PrintE-mail Written by Ian White

Nora Watts is a missing person’s specialist who prefers to stay in the shadows, but when she meets the parents of a missing girl - a girl who turns out to be the daughter Nora sent for adoption fifteen years earlier - Nora finds her past is pursuing her with a vengeance. Why is a high-powered security firm so interested in her missing daughter's adoptive parents? Why has a dangerous nightmare from Nora's past appeared at Nora's place of work, intent on trying to find her? Why is Nora being followed, and why has a journalist who's been trying to get in touch with Nora suddenly turned up dead, a very unlikely suicide? So many clues, but what - if anything - ties them all together?

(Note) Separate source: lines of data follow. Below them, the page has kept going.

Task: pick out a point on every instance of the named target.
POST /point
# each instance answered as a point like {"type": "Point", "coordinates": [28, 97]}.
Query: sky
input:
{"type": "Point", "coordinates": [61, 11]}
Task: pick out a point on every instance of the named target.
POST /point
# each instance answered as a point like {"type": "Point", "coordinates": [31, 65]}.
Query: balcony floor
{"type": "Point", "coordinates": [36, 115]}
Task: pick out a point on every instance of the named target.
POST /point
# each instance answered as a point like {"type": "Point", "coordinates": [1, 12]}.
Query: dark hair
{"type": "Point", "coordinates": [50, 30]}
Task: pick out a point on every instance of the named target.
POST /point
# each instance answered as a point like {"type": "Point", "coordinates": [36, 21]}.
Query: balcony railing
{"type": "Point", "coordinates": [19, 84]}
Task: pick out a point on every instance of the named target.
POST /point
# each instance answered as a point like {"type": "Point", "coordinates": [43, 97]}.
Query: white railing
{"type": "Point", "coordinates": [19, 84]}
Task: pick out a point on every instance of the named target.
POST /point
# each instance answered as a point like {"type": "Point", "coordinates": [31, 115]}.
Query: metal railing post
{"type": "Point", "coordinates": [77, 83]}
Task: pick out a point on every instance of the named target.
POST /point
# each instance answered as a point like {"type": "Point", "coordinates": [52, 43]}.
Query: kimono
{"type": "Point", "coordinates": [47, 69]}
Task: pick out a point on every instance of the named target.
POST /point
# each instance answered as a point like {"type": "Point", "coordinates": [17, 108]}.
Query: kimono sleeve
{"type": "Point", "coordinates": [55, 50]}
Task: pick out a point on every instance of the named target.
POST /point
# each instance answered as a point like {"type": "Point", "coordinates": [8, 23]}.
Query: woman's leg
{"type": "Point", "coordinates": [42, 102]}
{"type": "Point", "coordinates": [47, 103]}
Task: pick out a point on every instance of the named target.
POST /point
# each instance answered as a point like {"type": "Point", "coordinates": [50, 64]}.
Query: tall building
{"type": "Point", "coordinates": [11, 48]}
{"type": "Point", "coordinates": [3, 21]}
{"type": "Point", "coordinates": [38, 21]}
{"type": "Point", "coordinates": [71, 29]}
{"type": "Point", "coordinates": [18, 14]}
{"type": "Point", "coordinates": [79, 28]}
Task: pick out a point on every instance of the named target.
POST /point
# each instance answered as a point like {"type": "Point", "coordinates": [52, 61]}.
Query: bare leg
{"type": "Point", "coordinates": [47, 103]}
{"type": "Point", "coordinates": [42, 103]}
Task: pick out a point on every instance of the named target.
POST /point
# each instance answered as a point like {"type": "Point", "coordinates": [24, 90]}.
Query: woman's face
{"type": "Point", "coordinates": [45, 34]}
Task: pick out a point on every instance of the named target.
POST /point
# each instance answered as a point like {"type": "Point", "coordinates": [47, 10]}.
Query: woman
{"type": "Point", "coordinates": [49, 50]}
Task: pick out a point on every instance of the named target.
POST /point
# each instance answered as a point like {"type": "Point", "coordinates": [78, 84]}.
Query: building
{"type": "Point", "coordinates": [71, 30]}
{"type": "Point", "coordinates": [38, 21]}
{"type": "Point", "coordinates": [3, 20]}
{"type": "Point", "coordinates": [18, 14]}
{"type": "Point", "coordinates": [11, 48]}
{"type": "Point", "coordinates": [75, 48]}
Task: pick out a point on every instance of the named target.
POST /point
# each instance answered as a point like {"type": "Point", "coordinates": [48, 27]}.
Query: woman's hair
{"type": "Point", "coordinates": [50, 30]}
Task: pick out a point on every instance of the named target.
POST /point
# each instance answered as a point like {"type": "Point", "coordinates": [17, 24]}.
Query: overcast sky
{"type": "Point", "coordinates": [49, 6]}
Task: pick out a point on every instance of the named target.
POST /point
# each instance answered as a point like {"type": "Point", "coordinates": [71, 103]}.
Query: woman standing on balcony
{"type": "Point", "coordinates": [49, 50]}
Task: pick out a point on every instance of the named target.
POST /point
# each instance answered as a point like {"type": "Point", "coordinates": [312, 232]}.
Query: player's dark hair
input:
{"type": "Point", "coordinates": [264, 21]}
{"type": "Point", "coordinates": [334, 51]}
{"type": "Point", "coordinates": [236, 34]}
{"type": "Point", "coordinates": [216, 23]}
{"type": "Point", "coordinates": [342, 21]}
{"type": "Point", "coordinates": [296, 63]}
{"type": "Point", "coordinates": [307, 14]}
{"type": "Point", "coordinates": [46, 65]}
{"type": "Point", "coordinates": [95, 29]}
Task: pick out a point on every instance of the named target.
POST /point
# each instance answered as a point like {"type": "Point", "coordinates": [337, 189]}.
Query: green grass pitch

And will Nora eventually find the daughter she has never met?


The PR for Eyes Like Mine touts Nora Watts as the new Lisbeth Salander. It's not a fair comparison and certainly doesn't do Eyes Like Mine any favours because, although that kind of hype always looks good on the cover, people expecting a story that's in the same league as Stieg Larsson's excellent Millennium trilogy will be disappointed. If we hadn’t gone into Eyes Like Mine hoping for another Girl with the Dragon Tattoo, and instead approached Nora Watts as this year’s version of a supposedly edgy heroine-detective, we might have enjoyed the novel more. As it was, we kept turning the pages wishing we were re-reading Girl with the Dragon Tattoo instead.


That being said, the novel does take some rapid twists and turns and really lays on the noirish atmosphere in spades. Kamal knows the rules of her genre very well, and the storyline hits all the beats. In the end, though, it feels less like a thriller and more like a juggling-act of a character study, with everything that happens calculated to reveal yet another aspect of Nora’s past or personality. That would work if Nora Watts was a character we’re intrigued by (like Lisbeth Salander) but she just isn’t that interesting. In fact, Eyes Like Mine is a bit like painting-by-numbers. We add a bit of grey here and a bit of white there, hoping that despite the mundanity of it all the picture will eventually reveal itself to be something that was worth our time. Unfortunately, Eyes Like Mine just ends as it began – well-written and workmanlike, but a bit of a wasted journey.